The U.S. Department of Justice (DOJ) recently announced new efforts to combat constantly evolving cyber threats including the “explosion of ransomware and the abuse of cryptocurrency” and issued a warning to companies, advising them to heighten their defenses against cybercriminals and ransomware.
During the keynote speech at the Munich Cyber Security Conference, on February 17, 2022, DOJ Deputy Attorney General Lisa Monaco, noted that “cybersecurity is global security” and that we are facing an “unprecedented threat” as she announced the formation of a new FBI Unit and a new initiative focused on abuses of cryptocurrencies and related cybercrimes. As part of the federal government’s broad effort to disrupt ransomware operators and other cybercrime groups, the FBI’s Virtual Asset Exploitation Unit (VAXU), will investigate abuses of cryptocurrencies. The DOJ’s International Virtual Currency Initiative will work with law enforcement, prosecutors, and cryptocurrency platforms to trace ransom payments, develop regulations and anti-money laundering legislation, and facilitate joint global law enforcement collaboration.
The creation of the VAXU and the new initiative reflect the U.S. Government’s increased focus on the nexus between cryptocurrency and illegal activity including ransomware groups. In October, the Justice Department announced the formation of the National Cryptocurrency Enforcement Team (NCET).
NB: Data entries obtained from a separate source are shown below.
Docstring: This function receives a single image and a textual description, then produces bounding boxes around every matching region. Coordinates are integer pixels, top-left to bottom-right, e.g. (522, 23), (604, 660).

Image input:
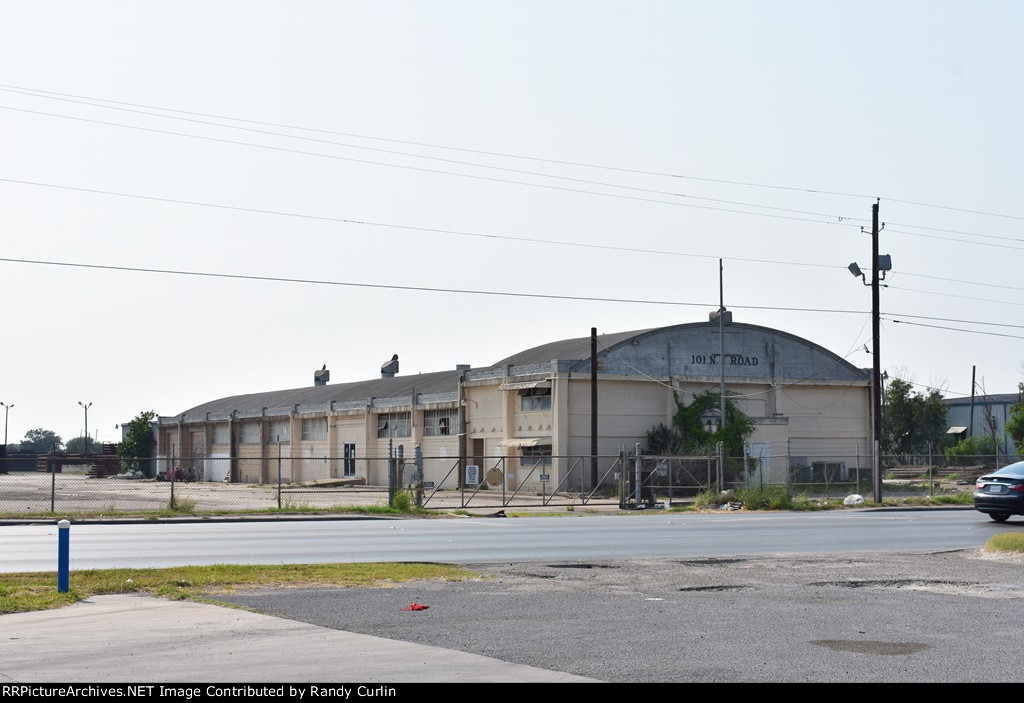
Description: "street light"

(0, 400), (14, 448)
(78, 400), (92, 454)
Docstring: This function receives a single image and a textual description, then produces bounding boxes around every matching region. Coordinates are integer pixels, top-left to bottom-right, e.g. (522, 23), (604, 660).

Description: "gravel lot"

(222, 550), (1024, 683)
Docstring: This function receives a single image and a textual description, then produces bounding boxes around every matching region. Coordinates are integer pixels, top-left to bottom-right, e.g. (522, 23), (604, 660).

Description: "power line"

(886, 221), (1024, 243)
(0, 257), (863, 315)
(8, 84), (1024, 226)
(0, 105), (857, 227)
(6, 257), (1024, 339)
(883, 197), (1024, 220)
(0, 86), (866, 222)
(900, 271), (1024, 291)
(0, 84), (874, 199)
(0, 178), (846, 268)
(886, 283), (1024, 306)
(8, 178), (1024, 305)
(892, 319), (1024, 340)
(886, 227), (1024, 252)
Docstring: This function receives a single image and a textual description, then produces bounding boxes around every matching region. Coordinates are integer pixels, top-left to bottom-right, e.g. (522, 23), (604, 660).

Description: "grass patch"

(985, 532), (1024, 554)
(736, 486), (794, 511)
(167, 495), (196, 515)
(693, 486), (722, 510)
(0, 563), (477, 614)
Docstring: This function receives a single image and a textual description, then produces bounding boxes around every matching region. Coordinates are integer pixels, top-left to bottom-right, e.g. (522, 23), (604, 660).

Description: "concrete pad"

(0, 595), (594, 684)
At the time, Monaco described NCET as an FBI unit that, “will combine cryptocurrency experts into one nerve center that can provide equipment blockchain analysis, virtual asset seizure and training to the rest of the FBI."
Monaco highlighted the DOJ’s recent seizure of $3.6 billion in Bitcoin allegedly stolen during the hack of the Bitfinex crypto exchange several years ago as evidence that the DOJs efforts are bearing fruit. Monaco noted, “[g]iven what we did last week, we are sending the clear message that cryptocurrencies should not be considered a safe haven.” Monaco went on to note that, “[r]ansomware, like many other crimes fueled by cryptocurrency, only work if the bad guys get paid. Which means we have to bust their business model.” Monaco went on to note that, “[w]e call on all companies dealing with cryptocurrency, we need you to root out all abuses. To those who don’t, we will hold you accountable where we can.”
Monaco also urged companies that are victims of cyberattacks to report the attack to the DOJ so they could assist and prevent future attacks. She stressed that the DOJ is working with international partners and will be naming a new cyber operations international liaison who will work with law enforcement agencies in Europe and elsewhere on joint investigations.
As the Russia – Ukraine Situation Continues to Escalate, Keep Your Cyber “Shields Up”
In response to a question about current cyber threats, and any potential spillover from the situation between Russia and Ukraine, Monaco noted:
"Given the very high tensions that we are experiencing, companies of any size and of all sizes would be foolish not to be preparing right now as we speak -- to increase their defenses, to do things like patching, to heighten their alert systems, to be monitoring in real-time their cybersecurity. . . . They need to be as we say, 'shields up' and to be really on the most heightened level of alert that they can be and taking all necessary precautions."
Other U.S. Government Agencies Also Advise Heightened Scrutiny
As the Olympics wind down it is especially important for organizations to keep their cyber security systems up to date. Historically, the relationship between Olympic host China and Russia is a complex one, but the strong relationship between the leaders of the two countries is undeniable. China’s President, Xi Jinping, referred to Russia’s President, Vladimir Putin, as his “best friend” and a in the communiqué, released after the two leaders met on the eve of the Beijing Winter Olympics, declared that, “[f]riendship between the two States has no limits.” Xi went as far as to say that “[t]here are no ‘forbidden’ areas of cooperation.” With Russia massing troops on Ukraine, several U.S. governmental agencies warned earlier this week of cyberattacks happening at the same time as a potential Russian invasion.
As reported by ABC News and several other news agencies, on a call with state and local officials earlier this week, top cybersecurity officials from the Department of Homeland Security and FBI warned of potential attacks on U.S. cyber infrastructure in concert with a physical invasion of Ukraine. Additionally, in late January, DHS explicitly warned of Russian cyber-attack if it perceived a U.S. or NATO response to a possible Russian invasion of Ukraine threatened its long-term national security.
Although it is always imperative for organizations to be prepared for a potential cyberattack, given the geo-political climate, it is especially important that organizations redouble their efforts and make sure that their information systems defenses are up to date and that all employees are on alert for potential criminal elements attempting to infiltrate information systems. Organizations should remind all their employees from the C-Suite to the Ground Level about the pervasiveness and destructive power of cyberattacks. This can be accomplished in a variety of ways depending on the size and complexity of your organization, but the message at all organizations should be: “this can happen here; take precautions, prepare for an attack, and stay vigilant.”